Just recently, we were discussing physical intimacy and I was trying to make sense of her ability to "turn off" the ramifications or emotional impact of contact which she seems to possess. She had a hand on my arm, which I admitted, felt rather nice, and I was explaining that I like those kinds of intimate gestures but that as far as that particular one went, I had no trouble relegating that one to the meaningless, or near meaningless category, depending upon context — just as she apparently has the ability to do with contact which I find to be much more personal and harder to ignore — and indeed, downright disturbing and unpleasant when I am not desirous of it. At that point, she said that she understood what I was saying about physical and emotional connection and how my reaction to her was different than hers to me and demonstrated her understanding by reaching up and caressing my face — all the while giving me that deadpan look which she is disturbingly able to summon up when she wants to do so. Instantly, I felt the contact to be a mixture of things — pleasant, thrilling and relaxing — and yet, the knowledge that she was being coldly detached and entirely clinical about the gesture, and was not in the least interested in raising real desire in me, induced a sharp pang of nausea, as if she had stuck a finger down my throat, and I recoiled from her. Given her demonstration, I find it almost impossible to believe that she does not know what she is doing at other times when she has "allowed" me into her intimate physical space. It seems to me that she wanted to demonstrate that she was capable of getting to my emotions while she herself remained entirely detached and unmoved by any intimate contact with me. That's just pathological.

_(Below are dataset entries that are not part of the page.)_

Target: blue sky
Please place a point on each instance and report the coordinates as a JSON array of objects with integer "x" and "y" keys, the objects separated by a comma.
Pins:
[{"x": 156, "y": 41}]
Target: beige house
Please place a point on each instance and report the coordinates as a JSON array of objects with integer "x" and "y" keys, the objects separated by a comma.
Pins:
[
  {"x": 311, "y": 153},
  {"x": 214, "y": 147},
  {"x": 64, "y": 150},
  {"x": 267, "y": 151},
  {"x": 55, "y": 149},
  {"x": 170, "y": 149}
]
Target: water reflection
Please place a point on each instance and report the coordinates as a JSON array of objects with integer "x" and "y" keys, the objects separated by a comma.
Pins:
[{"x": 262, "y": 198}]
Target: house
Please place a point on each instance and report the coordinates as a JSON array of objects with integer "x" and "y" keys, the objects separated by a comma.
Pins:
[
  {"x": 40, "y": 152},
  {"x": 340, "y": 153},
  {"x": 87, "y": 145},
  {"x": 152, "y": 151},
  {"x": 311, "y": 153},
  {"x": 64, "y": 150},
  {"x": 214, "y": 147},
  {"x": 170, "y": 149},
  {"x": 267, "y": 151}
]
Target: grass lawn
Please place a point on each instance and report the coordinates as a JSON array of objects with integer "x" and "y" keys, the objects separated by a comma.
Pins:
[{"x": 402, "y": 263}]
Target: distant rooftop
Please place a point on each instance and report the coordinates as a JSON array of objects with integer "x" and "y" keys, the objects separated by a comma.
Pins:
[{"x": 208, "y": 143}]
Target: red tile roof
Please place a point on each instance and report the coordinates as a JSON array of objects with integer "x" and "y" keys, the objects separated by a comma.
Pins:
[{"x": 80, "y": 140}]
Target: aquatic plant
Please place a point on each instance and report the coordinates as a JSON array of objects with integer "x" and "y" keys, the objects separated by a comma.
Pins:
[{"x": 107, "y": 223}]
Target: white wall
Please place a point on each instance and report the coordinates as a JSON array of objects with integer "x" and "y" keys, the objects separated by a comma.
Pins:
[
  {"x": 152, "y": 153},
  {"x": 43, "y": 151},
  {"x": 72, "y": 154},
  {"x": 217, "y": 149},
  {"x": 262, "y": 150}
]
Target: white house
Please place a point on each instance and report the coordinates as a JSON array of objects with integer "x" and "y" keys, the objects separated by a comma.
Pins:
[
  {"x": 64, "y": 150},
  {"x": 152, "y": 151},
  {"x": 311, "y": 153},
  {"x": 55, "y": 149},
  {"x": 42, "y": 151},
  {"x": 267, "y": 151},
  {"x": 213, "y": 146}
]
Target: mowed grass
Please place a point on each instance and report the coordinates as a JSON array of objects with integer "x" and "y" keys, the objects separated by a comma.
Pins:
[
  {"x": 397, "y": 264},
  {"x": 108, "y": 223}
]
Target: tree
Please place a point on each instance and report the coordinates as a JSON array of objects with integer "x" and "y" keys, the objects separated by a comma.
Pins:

So, the question remains — why does she do it? Is she testing me, or herself? Is she just playing with my emotional state, hers, or both of ours, and if so, to what end? I know that many other types of men would have stripped her and raped her on the spot — and I know that she cannot be unknowing of this fact either — so I wonder, what is it with which she is experimenting? What would her reaction be if I proceeded upon such an implied invitation? Hell, if she weren't so damned artlessly spiritless about it I wouldn't have been able to resist her had I wanted to do so in the first place. Is imposition of will upon her what it would take to rouse her to the point of saying no? Whom is she trying to convince, me, or herself? Is she trying to trap herself into a sexual encounter out of which she would be unable to extricate herself? Why would a woman do that? Hell, if I thought it would arouse her, if she'd get off on it or show some enthusiasm, I'd more than gladly and eagerly indulge her, but this deadness of hers...it's dispiriting. Why would she passively lie there, with no enthusiasm or passion evident and allow sex to happen to her, as if it were not something which required her participation at all? Does she think I want that, that I will settle for mere acquiescence, that I even find that attractive or fulfilling? To be sure, more women than Crystal tend to engage in that kind of activity — I never thought to experience it myself — and I cannot understand how it crept into our relationship. She was not always like this. Personally, I prefer less subterfuge and obfuscation. Why won't she just say that she doesn't want sex instead of lying there like a mystery until I "discover" the fact?